Seguindo as instruções do professor, alguns dos alunos saíram rapidamente da sala. Enquanto isso, os outros já tiravam os dispositivos e o colocavam na mochila ou guardavam no bolso. Assim que estavam todos na sala sem o alimentador, Nesh deu as instruções sobre o novo dispositivo:
- Como o nome já diz, vocês deverão colocar a Pulsadeira no pulso. Quando o fizerem vocês sentiram uma pequena picadinha, é o dispositivo acessando a sua corrente sanguínea para pegar um pouco de DNA e ainda criar um caminho para as próximas doses de Mihilutum.
Assim que o professor parou de falar, os alunos seguiram o passo a passo. Para alguns a maravilha do momento era tamanha que mal sentiram a picada. Outros esperavam para ver se realmente iria ser uma "picadinha" ou se de fato iria doer. Ainda, existia Sofia, que enquanto estava distraída, conversando com Edgar e Karuko, colocou o dispositivo e esqueceu-se da picada. Resultado: um grito assustado. Com a boca tampada e vermelha de vergonha ela pede perdão, mas não consegue impedir a classe de gargalhar. Ela deita a cabeça na mesa e tenta se esconder com os braços. O professor, rindo, tenta acalmar a turma para dar as últimas instruções:
- Eu avisei... Enfim! Passemos para algumas outras informações sobre essa máquina. Como disse anteriormente, ela coletou um pouco de DNA de vocês para resgatar alguns seus dados registrados do governo. Se vocês girarem o braço, uma interface holográfica irá se estender e poderão ver os seus dados, como, seu nome, idade, tipo sanguíneo, o nome de seus pais, registro geral, certificado de pessoa física e o seu Potencial principal. Também, poderão ver uma informação calculada pelo sistema chamada "Energia Potencial", esse é o quanto de energia vocês podem extrair diariamente da dose de Mihilutum. Bom, essas eram as instruções da minha área. Vocês terão outras noções sobre a Pulsadeira na aula a seguir. Creio que verão alguns outros recursos desse dispositivo e como poderão usá-lo de maneira efetiva. Bem, mas antes do fim do período gostaria de mostrar a vocês mais duas outras coisas. Elas serão o assunto da nossa próxima aula...

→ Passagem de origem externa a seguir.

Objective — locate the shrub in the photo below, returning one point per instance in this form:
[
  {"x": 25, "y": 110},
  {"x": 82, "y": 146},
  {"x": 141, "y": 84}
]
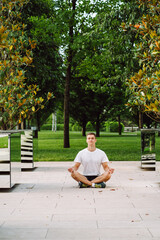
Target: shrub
[{"x": 114, "y": 126}]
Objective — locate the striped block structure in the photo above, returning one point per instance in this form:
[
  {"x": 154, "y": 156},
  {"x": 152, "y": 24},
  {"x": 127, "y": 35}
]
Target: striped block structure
[
  {"x": 27, "y": 162},
  {"x": 148, "y": 156},
  {"x": 5, "y": 164}
]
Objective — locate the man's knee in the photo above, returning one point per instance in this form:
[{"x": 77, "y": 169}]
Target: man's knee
[
  {"x": 107, "y": 176},
  {"x": 74, "y": 174}
]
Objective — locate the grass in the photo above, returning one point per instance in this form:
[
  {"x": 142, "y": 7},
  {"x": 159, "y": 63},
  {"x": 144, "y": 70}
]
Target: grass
[{"x": 126, "y": 147}]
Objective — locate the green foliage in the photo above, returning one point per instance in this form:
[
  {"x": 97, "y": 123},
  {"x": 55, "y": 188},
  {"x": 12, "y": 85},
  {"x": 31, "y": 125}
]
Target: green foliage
[
  {"x": 144, "y": 84},
  {"x": 47, "y": 63},
  {"x": 18, "y": 100},
  {"x": 113, "y": 126},
  {"x": 126, "y": 147}
]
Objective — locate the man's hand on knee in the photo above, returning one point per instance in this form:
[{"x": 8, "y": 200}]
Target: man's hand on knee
[{"x": 71, "y": 170}]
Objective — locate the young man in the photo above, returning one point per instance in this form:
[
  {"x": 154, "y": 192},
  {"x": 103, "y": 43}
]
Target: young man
[{"x": 91, "y": 159}]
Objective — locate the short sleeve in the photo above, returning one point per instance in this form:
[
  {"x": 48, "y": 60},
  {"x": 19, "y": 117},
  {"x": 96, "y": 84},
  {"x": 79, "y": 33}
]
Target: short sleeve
[
  {"x": 104, "y": 158},
  {"x": 78, "y": 158}
]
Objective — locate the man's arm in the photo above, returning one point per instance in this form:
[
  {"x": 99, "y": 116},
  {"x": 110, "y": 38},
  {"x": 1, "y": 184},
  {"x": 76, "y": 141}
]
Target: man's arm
[
  {"x": 74, "y": 168},
  {"x": 107, "y": 168}
]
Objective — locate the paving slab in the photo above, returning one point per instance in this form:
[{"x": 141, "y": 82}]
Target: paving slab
[{"x": 47, "y": 204}]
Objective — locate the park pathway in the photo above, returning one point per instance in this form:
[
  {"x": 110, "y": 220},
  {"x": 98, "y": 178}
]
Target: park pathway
[{"x": 47, "y": 204}]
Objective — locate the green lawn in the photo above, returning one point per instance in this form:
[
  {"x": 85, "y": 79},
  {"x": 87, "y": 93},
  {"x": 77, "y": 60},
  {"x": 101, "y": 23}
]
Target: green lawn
[{"x": 118, "y": 148}]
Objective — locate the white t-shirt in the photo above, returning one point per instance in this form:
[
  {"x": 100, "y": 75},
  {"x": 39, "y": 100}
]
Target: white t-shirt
[{"x": 91, "y": 161}]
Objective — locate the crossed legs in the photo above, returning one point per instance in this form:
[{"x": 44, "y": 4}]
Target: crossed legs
[{"x": 80, "y": 178}]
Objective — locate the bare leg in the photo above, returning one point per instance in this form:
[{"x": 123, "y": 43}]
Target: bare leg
[
  {"x": 102, "y": 178},
  {"x": 80, "y": 178}
]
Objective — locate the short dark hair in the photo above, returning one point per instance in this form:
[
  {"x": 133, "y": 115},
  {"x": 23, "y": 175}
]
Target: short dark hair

Enquanto falava, Nesh abriu sua maleta novamente e tirou dela dois pequenos frascos de vidro selados com uma rolha. Ele colocou-se diante da turma novamente e estendeu os dois braços mostrando o conteúdo das vidrarias. Na mão direita, um conjunto cristais azulados. Na esquerda, outra formação cristalina da cor verde-água. Logo, começou a explicar:
- Estes dois cristais que vocês veem são de uma grande importância para essa era do Mihilutum, mas para não dar a aula adiantada serei breve. À minha direita está o cristal chamado Blanchita. Ela interage com o Mihilutum de forma a distorcer a energia produzida e por sequência confundir ou enfraquecer os Potenciais. Explicando de maneira simplificada a reação dela com o mineral e semelhante a história da televisão de tubo e o ímã. Já esta, a minha esquerda, é a mais relevante delas. Esta é a Purita. Sua interação com a nossa pedrinha negra é de suma importância quando tratamos de pessoas com superpoderes. Ela faz nada mais nada menos que bloquear o fluxo de energia potencial, ou seja, ela anula e impossibilita uma pessoa de utilizar suas super-habilidades - Assim que terminou de falar, Nesh colocou ambos os frascos na maleta novamente e deu suas últimas palavras antes do sinal tocar – Bem, espero que vocês tenham ficado curiosos para a nossa próxima aula. Agora, vocês terão a aula de Ensino Potencial Prático com a professora Esther. Fiquei tranquilos e esperem na sala, ela disse que vem aqui busca-los - O sinal tocou e Esther chegou. Segurando o arco da porta, ela coloca a cabeça pra dentro da sala e chama os alunos:
- É isso mesmo, pessoal. Aqui estou eu. Agora, vamos! Não podemos desperdiçar um minuto sequer. Vão para os vestiários e troquem-se, estarei esperando vocês na quadra inferior. Ah, e bom-dia professor Nesh!